After Removing Sloth And Mediocrity Now DRDO produces a glitch free ARJUN...

After Removing Sloth And Mediocrity Now DRDO produces a glitch free ARJUN MK 1A tank


After Removing Sloth And Mediocrity Now DRDO produces a glitch free ARJUN MK 1A tank

The DRDO had the “ Chalta Hai “ attitude and the clue less or the crafty Ministry of Defence just wanted to foist on the Army whatever scrap the Avadi tank makers produced. The politicians could not care any less. However the Army resisted and just refused to take over the low quality, over weight tanks being thrust on it, in the name of indiginization. After all they were responsible not only for the defence of India but also their life would be at stake.

 The charioteers, the army men who were to ride Arjun, had solid doubts about the tank and they even put it in writing. The MoD roped in every PM since Narasimha Rao to ask the Army to accept the low quality ARJUN. As part of political gimmick, Rao rode it in 1996 and ‘dedicated’ it to the nation.

Feeling frustrated under combined pressure, the Army ordered 120 ARJUN MK1 tanks to equip two Armoured Regiments. Atal Bihari Vajpayee got it displayed in the R-Day parade. Manmohan Singh’s defence ministers Pranab Mukherjee and AK Antony tried to talk the generals into buying Arjuns in squadrons; Pranab even ‘handed over’ one to Gen. NC Vij in 2004. However the performance of ARJUN in the heat of Jaisalmer was just not good enough to place orders for more. Army knew from past experience that once orders were placed for more, then the “ Chalta Hai “ attitude would prevail at every level and Army will be saddled with a third rate tank to face the next “ Battle of Longewala “. So it just dug in its heal for a long war of slander.

On every one of those occasions where Prime Minister or the Raksha Mantri publicly rode the ARJUN ( as if this would make it fit for Combat ), the MoD and the DRDO publicly praised the tank, talked of the virtues of indigenisation, spelt out the need for self-reliance, and got themselves photographed with the tank.

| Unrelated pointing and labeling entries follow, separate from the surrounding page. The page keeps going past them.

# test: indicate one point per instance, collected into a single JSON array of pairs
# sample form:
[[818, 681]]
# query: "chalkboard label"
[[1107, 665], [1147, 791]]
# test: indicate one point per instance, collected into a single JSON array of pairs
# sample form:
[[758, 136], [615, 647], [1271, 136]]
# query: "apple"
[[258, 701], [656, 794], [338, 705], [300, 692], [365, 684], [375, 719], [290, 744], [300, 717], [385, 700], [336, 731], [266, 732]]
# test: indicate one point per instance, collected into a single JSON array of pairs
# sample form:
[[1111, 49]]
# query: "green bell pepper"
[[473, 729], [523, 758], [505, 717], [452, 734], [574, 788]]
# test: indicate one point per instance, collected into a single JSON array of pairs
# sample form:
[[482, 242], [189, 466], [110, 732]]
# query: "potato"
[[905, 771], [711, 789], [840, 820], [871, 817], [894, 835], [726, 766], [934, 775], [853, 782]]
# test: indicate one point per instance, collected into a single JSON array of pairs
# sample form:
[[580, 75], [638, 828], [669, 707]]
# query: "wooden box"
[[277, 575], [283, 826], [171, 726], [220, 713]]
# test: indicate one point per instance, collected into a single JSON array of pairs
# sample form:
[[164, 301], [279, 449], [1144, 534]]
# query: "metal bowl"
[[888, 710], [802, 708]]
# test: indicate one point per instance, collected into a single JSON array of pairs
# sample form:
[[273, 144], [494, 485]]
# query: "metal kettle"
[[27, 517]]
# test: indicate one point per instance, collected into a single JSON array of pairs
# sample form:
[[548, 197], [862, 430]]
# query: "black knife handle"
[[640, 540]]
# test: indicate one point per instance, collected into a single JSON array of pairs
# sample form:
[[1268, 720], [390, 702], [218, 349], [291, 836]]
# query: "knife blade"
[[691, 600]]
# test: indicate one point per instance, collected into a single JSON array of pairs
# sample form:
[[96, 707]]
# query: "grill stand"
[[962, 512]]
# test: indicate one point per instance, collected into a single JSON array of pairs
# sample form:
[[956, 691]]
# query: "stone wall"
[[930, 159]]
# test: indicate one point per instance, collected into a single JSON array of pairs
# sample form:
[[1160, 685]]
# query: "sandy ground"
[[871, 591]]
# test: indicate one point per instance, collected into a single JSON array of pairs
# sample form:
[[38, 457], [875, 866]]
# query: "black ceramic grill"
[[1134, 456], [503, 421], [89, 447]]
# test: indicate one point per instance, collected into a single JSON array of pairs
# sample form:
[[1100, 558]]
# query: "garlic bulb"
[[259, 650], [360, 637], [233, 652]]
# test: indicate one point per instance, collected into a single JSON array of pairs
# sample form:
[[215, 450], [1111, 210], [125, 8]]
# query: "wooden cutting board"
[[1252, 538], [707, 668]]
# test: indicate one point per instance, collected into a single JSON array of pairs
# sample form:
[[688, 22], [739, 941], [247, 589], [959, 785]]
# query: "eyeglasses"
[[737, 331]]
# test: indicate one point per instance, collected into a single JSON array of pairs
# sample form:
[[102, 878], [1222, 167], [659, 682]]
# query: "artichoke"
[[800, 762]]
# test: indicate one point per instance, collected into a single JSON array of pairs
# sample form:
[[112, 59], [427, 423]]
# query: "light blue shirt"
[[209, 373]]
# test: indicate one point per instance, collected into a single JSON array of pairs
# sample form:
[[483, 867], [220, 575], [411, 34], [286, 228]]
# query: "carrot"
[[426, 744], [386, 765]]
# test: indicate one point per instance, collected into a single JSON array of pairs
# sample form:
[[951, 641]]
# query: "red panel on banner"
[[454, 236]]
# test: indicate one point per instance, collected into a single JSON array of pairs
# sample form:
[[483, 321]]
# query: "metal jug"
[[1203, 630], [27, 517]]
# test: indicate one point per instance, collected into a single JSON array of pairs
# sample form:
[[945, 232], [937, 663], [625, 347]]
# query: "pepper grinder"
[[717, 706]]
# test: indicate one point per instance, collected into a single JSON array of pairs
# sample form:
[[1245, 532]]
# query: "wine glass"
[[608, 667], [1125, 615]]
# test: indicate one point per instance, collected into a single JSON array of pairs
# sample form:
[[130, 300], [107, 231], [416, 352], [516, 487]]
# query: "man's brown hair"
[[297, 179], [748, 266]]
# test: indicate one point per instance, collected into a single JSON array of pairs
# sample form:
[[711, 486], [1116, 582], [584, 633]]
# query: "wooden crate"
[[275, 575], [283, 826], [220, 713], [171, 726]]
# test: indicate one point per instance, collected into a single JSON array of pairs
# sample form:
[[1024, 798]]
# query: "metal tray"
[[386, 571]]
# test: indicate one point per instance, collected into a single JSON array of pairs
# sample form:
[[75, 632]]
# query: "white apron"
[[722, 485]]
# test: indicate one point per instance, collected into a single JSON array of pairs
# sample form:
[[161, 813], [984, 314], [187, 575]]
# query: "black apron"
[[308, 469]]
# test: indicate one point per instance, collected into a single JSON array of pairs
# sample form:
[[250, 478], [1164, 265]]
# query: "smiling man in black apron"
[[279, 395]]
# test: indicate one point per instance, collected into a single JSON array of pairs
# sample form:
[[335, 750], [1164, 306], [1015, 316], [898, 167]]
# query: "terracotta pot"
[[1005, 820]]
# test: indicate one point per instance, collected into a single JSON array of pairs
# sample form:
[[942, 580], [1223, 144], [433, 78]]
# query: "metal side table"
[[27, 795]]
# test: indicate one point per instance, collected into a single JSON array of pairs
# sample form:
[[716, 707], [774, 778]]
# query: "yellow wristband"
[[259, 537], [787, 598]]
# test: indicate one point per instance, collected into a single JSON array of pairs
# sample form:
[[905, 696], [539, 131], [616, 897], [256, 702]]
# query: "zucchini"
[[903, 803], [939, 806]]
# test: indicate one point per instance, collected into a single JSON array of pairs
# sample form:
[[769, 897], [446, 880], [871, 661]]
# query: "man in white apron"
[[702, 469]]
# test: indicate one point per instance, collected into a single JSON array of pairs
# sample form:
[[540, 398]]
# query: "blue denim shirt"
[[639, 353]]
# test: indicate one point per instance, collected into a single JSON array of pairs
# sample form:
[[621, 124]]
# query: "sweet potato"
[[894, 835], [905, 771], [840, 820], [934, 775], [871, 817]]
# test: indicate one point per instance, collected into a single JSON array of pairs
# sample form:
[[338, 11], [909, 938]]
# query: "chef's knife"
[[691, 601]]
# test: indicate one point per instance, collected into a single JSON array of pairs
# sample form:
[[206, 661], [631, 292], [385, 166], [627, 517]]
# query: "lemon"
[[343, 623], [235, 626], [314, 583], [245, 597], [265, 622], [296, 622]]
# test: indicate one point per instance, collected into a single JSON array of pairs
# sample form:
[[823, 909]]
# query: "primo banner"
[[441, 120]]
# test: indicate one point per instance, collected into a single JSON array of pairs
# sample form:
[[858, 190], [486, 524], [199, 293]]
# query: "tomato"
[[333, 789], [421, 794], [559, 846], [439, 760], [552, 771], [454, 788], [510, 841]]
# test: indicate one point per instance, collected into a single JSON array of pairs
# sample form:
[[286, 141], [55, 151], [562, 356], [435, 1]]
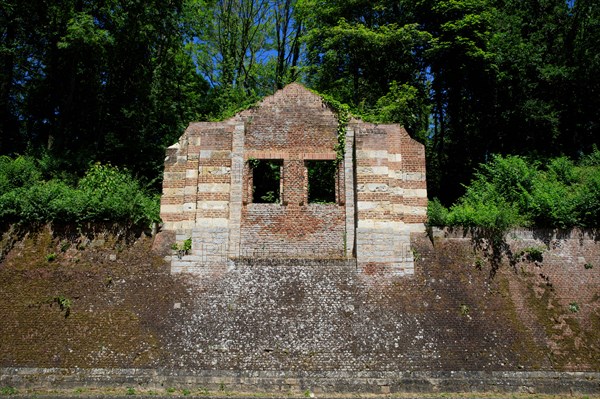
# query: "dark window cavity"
[[266, 179], [321, 181]]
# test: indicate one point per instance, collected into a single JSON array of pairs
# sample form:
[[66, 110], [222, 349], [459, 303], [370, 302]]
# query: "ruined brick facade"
[[380, 195]]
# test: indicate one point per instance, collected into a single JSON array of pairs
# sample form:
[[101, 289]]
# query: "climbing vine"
[[343, 116]]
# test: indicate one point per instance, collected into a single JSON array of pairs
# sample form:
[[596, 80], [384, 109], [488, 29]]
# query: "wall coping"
[[549, 382]]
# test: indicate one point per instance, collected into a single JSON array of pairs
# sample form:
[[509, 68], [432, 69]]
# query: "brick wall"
[[458, 313], [294, 126], [380, 195]]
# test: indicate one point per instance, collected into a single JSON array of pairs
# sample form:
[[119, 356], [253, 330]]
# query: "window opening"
[[266, 181], [321, 181]]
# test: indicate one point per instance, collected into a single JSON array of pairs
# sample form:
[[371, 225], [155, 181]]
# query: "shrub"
[[105, 193], [18, 172], [511, 191]]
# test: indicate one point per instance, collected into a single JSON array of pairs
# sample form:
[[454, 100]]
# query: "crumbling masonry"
[[208, 189]]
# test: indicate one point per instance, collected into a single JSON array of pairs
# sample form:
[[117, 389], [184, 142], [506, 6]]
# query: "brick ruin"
[[212, 173]]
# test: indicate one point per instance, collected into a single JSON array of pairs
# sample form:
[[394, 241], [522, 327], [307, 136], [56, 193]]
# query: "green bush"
[[18, 172], [512, 191], [104, 194], [436, 213]]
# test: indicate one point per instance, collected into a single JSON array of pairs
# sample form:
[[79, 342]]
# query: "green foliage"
[[104, 194], [18, 172], [436, 213]]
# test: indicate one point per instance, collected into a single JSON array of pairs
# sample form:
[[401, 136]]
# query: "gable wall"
[[294, 125]]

However the Army returned the machines every time to the workshops, citing inaccuracy of the gun, overheating in the desert, erratic fire control system, poor suspension, unreliable gunner’s sight and Scores of other minor but important glitches. After all one single glitch in the heat of battle would be enough to get the entire crew killed. Loss of One tank during the crucial phase of battle could invite even complete disastour.

So the MoD had no choice but to order the the scientists to go back to the drawing boards and rectify the flaws. Meanwhile their lethargy would result in import orders for hundreds for T-72s and T-90s.In spite of years spent in making Vijayants and T72s the Heavy Vehicle factory still wallowed in shoddiness.

Apart from the numerous major and minor imperfections,the tanks were also just too heavy for rail rakes and border bridges to take them. And, while the scientists were taking too long in the labs, newer technologies were coming into the market making Arjun obsolete.

However since 2014 things started changing. The Atmanirbhar clarion call given by the PM began to be enforced. So when Prime Minister rode an Arjun at Longewala in November, he had ensured that the DRDO had done its work. Last Sunday, he handed over an Arjun MK-1A to Army chief Gen. MM Naravane, dedicating “to the country one more warrior to protect our frontiers.”

To the credit of the Scientists, the DRDO nerds who were building a complex battle tank in a country that had not built even its first motor car, had claimed it was the world’s best tank. If it was not, they could work further on it to make it the best. They have now kept their word. The ARJUN MK1A has all the glitches removed and so even with its heavier weight, it can do the job Very well in the Desert Sector. Army has already placed orders to equip two more Regiments. More should follow once the ARJUN MK2 version with latest systems and reduced weight enters the scene.

Once the “ frustrated” Arjun’s creator, DRDO chief M Natarajan, had broken into tears in a MoD meeting where “ snooty” generals who were responsible for the life of their men under command, rubbished the tank. Another time the scientists, even alleged sabotage by vested import interests, threatened to insert black box-like bugs in the tank to monitor mischief during user trials.

Anyway, all has ended well and hopefully a smiling Natrajan prevails upon his team to produce an excellent ARJUN MK2.Our bravehearts, too, will have their finest hour—when they know that our own wise Scientists too care for their lives.